The foundation that makes everything taste better
Great cooking starts with great stock. It’s the quiet hero behind rich soups, glossy sauces, and deep flavour — and it’s one of the simplest things you can make at home.
I always say: if you can boil water, you can make stock.
The difference is learning how to keep it clean, clear and full of flavour (without additives and without drama).
What you’ll learn in this tutorial
- How to pull maximum flavour from bones and veg
- The simple tricks for clear stock (no cloudy soup water here)
- How to make it stovetop or pressure cooker
- How to use veg trimmings and leftover roast chicken bones (less waste, more value)
- How to store and freeze it so you’ve always got “liquid gold” ready to go
Why bother making your own?
Because once you’ve got proper stock in the freezer, weeknight cooking becomes easier:
- soups and noodle bowls taste like you tried harder than you did
- risotto gets depth without extra ingredients
- sauces get that glossy, restaurant finish
- and you control what’s in it (no weird additives)
You’ll need
- A large stockpot or pressure cooker
(I highly recommend the Ninja Foodi 11-in-1 for ease.) - Raw chicken bones (frames, wings, necks — or leftover roast chicken bones)
- Onion, carrot, celery (roughly chopped)

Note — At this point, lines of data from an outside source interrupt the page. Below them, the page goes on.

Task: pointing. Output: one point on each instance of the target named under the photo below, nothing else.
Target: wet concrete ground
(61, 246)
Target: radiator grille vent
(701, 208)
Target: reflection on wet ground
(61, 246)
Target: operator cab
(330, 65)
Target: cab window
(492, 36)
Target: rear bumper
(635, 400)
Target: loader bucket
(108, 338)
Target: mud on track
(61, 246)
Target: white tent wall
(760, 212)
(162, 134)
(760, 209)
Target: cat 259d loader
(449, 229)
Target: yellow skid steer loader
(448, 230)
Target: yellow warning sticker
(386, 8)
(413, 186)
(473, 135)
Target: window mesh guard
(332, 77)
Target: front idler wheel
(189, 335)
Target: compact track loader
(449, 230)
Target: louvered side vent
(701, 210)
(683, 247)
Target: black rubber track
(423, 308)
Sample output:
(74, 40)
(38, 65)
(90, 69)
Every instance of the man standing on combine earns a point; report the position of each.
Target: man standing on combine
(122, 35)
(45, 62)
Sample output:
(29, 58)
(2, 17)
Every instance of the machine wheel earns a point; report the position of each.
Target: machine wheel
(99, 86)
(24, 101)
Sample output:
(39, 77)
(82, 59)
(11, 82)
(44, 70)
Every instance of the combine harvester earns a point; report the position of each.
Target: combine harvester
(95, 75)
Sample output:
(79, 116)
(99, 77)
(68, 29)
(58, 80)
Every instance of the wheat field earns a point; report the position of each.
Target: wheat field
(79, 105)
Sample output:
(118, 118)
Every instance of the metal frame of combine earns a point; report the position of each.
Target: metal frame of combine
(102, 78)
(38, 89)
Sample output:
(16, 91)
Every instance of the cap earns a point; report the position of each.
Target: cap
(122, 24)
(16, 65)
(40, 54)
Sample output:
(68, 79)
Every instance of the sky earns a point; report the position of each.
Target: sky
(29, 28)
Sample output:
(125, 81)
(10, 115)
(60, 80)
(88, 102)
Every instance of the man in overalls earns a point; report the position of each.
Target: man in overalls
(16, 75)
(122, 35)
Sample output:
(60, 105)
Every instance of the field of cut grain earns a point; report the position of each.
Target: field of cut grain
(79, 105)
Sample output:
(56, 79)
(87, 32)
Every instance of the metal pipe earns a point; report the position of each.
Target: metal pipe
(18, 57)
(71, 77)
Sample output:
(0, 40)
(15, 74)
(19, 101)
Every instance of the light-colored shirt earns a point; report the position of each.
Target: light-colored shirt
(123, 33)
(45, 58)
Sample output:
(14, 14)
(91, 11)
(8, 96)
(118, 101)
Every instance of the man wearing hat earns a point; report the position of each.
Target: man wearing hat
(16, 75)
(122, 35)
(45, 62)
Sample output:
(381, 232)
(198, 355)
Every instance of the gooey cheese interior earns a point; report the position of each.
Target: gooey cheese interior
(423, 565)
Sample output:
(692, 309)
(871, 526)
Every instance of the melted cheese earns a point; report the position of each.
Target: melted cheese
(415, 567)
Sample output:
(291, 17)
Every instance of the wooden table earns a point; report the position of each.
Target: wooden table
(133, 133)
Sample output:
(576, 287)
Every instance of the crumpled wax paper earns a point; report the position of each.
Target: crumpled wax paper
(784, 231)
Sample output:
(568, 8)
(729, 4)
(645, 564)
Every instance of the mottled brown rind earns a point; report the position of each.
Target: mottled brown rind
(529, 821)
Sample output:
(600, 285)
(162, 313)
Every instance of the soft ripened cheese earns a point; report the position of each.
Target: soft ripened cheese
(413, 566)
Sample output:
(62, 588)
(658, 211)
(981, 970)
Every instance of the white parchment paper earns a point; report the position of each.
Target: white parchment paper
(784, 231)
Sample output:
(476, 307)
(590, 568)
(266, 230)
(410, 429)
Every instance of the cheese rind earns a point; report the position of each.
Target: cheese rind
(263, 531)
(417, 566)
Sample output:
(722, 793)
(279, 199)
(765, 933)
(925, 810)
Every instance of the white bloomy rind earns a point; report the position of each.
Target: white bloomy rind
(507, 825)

- Bay leaf, parsley, peppercorns, thyme
- Cold water
- Fine strainer or muslin cloth
- Airtight containers for storing/freezing
Method: Stovetop (classic way)
- Add bones to a large pot. Add onion, carrot, celery and aromatics.

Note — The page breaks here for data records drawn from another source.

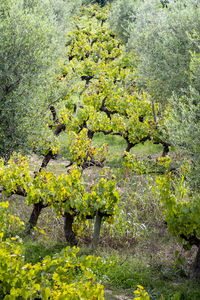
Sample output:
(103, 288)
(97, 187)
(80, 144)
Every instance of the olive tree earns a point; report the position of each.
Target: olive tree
(160, 40)
(31, 43)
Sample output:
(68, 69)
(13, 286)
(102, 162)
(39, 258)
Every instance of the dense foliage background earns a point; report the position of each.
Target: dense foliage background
(103, 99)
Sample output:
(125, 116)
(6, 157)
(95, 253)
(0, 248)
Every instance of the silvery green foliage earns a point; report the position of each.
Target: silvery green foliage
(160, 40)
(124, 13)
(184, 122)
(30, 47)
(184, 131)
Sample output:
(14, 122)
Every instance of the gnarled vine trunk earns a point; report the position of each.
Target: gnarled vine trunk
(37, 208)
(70, 236)
(196, 266)
(97, 229)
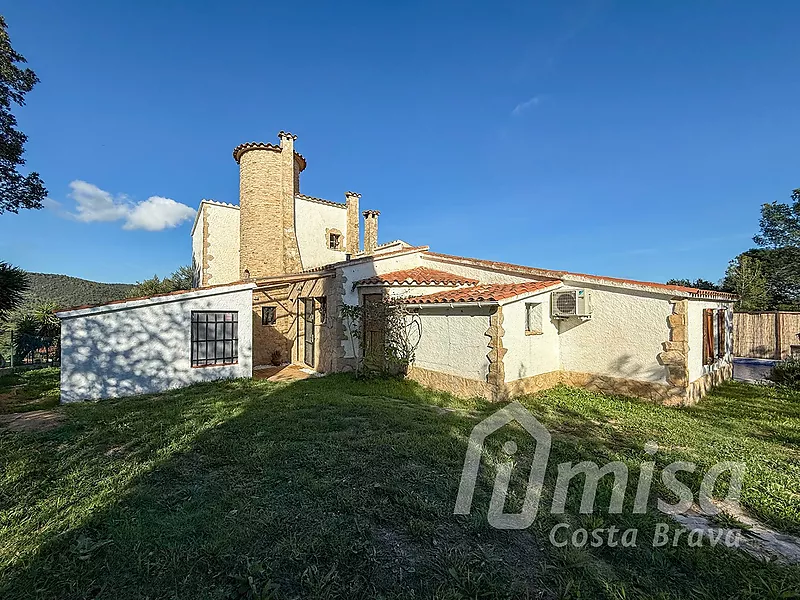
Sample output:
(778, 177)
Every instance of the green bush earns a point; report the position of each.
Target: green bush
(786, 373)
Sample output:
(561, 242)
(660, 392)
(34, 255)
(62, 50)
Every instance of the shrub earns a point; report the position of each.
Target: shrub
(786, 373)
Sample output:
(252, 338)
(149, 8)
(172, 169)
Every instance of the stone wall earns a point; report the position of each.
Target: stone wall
(269, 178)
(370, 230)
(286, 336)
(352, 243)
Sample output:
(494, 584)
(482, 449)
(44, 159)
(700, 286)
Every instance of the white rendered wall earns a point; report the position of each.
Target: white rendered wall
(622, 339)
(197, 249)
(454, 341)
(529, 355)
(223, 243)
(311, 219)
(695, 326)
(145, 346)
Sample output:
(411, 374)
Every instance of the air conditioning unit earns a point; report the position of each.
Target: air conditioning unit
(571, 303)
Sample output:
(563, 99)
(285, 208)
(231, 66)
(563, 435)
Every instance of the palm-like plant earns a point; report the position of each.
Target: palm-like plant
(13, 285)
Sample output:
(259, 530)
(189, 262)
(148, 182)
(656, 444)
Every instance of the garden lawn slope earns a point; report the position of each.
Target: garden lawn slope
(337, 488)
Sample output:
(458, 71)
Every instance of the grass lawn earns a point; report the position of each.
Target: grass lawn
(337, 488)
(29, 390)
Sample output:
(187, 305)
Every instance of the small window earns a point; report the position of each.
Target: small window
(269, 315)
(533, 318)
(715, 344)
(215, 338)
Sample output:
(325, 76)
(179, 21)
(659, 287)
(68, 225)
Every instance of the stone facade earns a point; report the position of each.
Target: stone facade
(370, 230)
(496, 376)
(283, 341)
(269, 177)
(676, 349)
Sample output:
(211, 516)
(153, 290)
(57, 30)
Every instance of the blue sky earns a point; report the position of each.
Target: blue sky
(621, 138)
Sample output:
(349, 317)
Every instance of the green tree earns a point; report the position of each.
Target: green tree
(151, 287)
(781, 267)
(179, 280)
(38, 328)
(780, 224)
(745, 277)
(13, 285)
(16, 191)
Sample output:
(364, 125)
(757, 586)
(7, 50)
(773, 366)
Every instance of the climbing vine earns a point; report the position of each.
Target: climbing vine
(392, 350)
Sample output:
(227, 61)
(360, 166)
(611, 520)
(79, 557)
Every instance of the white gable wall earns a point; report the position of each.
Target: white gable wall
(311, 220)
(454, 341)
(223, 244)
(622, 339)
(144, 346)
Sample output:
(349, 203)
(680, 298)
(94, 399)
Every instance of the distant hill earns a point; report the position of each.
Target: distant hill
(71, 291)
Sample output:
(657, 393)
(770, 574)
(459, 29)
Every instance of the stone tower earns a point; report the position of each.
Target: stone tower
(269, 178)
(370, 230)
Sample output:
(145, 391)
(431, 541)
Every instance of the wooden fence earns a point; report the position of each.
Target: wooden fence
(774, 335)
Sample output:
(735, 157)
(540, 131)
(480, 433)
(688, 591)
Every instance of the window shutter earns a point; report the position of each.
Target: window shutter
(708, 336)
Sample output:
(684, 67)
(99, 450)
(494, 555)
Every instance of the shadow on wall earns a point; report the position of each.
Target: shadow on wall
(626, 366)
(124, 353)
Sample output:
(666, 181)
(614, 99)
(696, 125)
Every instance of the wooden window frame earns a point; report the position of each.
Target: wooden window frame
(222, 329)
(528, 307)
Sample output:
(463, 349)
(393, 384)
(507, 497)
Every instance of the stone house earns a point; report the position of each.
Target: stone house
(488, 328)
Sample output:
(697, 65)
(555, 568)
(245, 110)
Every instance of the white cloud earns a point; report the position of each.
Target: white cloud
(154, 214)
(157, 213)
(523, 106)
(94, 204)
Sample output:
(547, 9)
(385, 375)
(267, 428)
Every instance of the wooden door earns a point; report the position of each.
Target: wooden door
(374, 331)
(308, 331)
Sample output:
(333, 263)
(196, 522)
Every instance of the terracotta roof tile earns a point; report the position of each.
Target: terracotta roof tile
(695, 292)
(419, 275)
(491, 292)
(359, 258)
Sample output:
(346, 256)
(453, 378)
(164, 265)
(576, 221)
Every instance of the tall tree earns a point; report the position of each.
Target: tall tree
(16, 191)
(781, 267)
(780, 224)
(745, 277)
(13, 285)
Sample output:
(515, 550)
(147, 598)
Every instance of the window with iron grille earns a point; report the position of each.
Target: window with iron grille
(269, 315)
(215, 338)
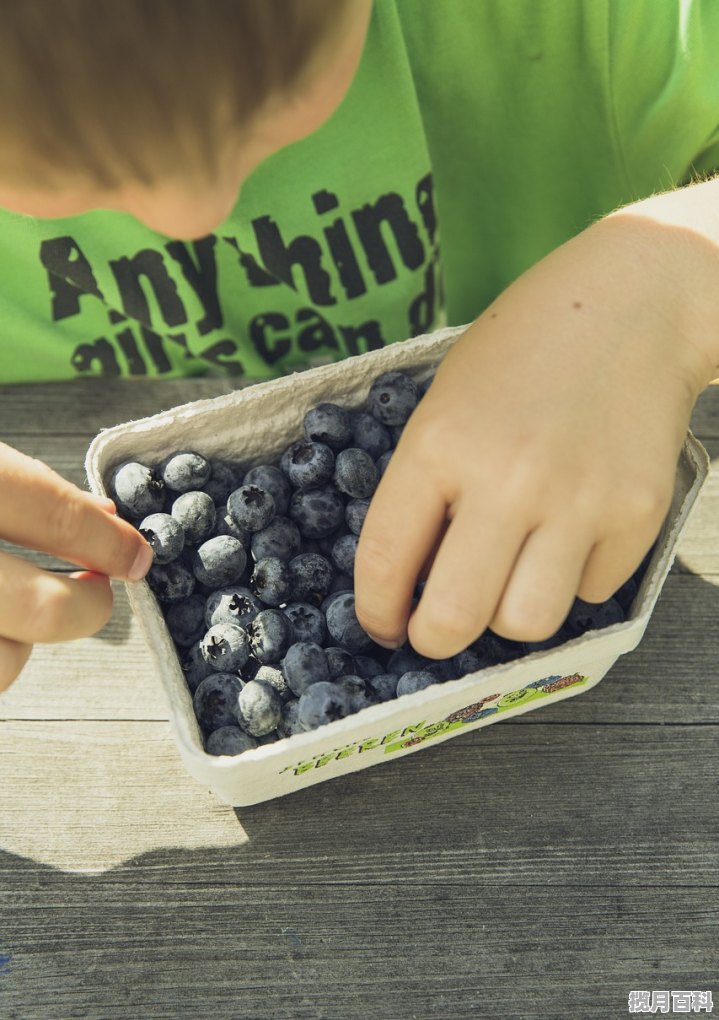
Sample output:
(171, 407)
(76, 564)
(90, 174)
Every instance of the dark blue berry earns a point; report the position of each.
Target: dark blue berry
(393, 397)
(229, 741)
(216, 700)
(225, 647)
(271, 581)
(165, 534)
(322, 703)
(185, 471)
(251, 507)
(304, 663)
(328, 423)
(196, 512)
(355, 473)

- Cover with cold water (cold start helps pull flavour gently).
- Bring up slowly until it reaches a gentle simmer.
- Skim any foam that rises to the top in the first 20–30 minutes.
- Keep it at a bare simmer (don’t boil), uncovered or slightly cracked lid.
- Simmer until you’re happy with the flavour (usually a few hours).
- Strain through a fine strainer or muslin.
- Cool quickly, portion, and store.
Method: Pressure cooker (fast and tidy)
- Add bones + veg + aromatics to the pot.
- Add cold water (don’t overfill — follow your cooker’s max line).
- Pressure cook, then allow pressure to release safely.
- Strain, cool, portion and store.
(Same flavour principles — just faster, and your kitchen stays cleaner and cooler.)
Chef’s Tricks (this is the bit that makes it “good”)
- Cold water start: better extraction, cleaner flavour.
- Gentle simmer only: boiling makes stock cloudy and can taste “muddy.”
- Don’t stir it like soup: let it do its thing.
- Skim early: that’s where clarity comes from.
- Don’t salt your stock: season the dish you use it in (stock reduces, salt concentrates).
- Use trimmings: celery leaves, herb stalks, carrot ends — all good (just avoid bitter brassica scraps like lots of broccoli/cauli).
Optional: Turn it into an Asian Master Stock
If you want that next-level “everything tastes incredible” base, add:
- star anise
- lemongrass
- ginger
- coriander
That’s a brilliant foundation for noodles, dumplings, ramen-ish bowls, or braises.
Storage (simple + safe)
- Cool it fast (shallow containers help).
- Fridge for near-term use, freezer for longer storage.
- Portion it in meal-sized amounts so you’re not thawing a whole bucket every time.
Final word from Chef Ian
"Once you make your own stock you will never use store bought again."